量子光力学系统使研究大质量物体的量子性质的基本问题成为可能。为此,需要光和机械运动之间的强耦合,这对大质量物体提出了挑战。特别是,具有低频振荡器的大型干涉传感器很难引入量子状态。本文提出了在Michelson-Sagnac干涉仪中不平衡中央分束器,与平衡分束器相比,这使我们能够提高光机械耦合强度。这种不平衡使我们能够增强系统中存在的两种类型的光-机械耦合的合作作用:耗散和色散。我们分析了两种不同的光机械腔结构,即由激光泵浦场反射镜(功率回收)和信号场反射镜(信号回收)组成的光机械腔。我们表明,分束器的不平衡使我们能够显著地增加测试质量运动的光学冷却。我们还给出了观测量子辐射压力噪声和有源压缩的条件。我们的结构可以作为对干涉仪进行更复杂修改的基础,以利用增强的耦合强度。这将使我们能够有效地达到大测试质量的量子态,为研究量子力学的基本方面和量子引力的实验研究开辟了道路。
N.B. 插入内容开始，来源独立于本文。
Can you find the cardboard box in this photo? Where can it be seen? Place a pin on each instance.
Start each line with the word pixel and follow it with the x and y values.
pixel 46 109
本文章由计算机程序翻译,如有差异,请以英文原文为准。
Enhanced optomechanical interaction in an unbalanced Michelson-Sagnac interferometer
Quantum optomechanical systems enable the study of fundamental questions on the quantum nature of massive objects. For that a strong coupling between light and mechanical motion is required, which presents a challenge for massive objects. In particular, large interferometric sensors with low-frequency oscillators are difficult to bring into the quantum regime. Here we propose unbalancing the central beam splitter in the Michelson-Sagnac interferometer, which allows us to boost the optomechanical coupling strength compared with a balanced beam splitter. This unbalancing allows us to enhance the cooperative action of two types of optomechanical coupling present in the system: dissipative and dispersive. We analyze two different configurations, in which the optomechanical cavity is formed by the mirror for the laser pump field (power recycling) and by the mirror for the signal field (signal recycling). We show that the imbalance of the beam splitter allows us to dramatically increase the optical cooling of the test-mass motion. We also formulate the conditions for observing quantum radiation-pressure noise and ponderomotive squeezing. Our configuration could serve as the basis for more complex modifications of the interferometer that would utilize the enhanced coupling strength. This would allow us to efficiently reach the quantum state of large test masses, opening the way to studying the fundamental aspects of quantum mechanics and the experimental search for quantum gravity.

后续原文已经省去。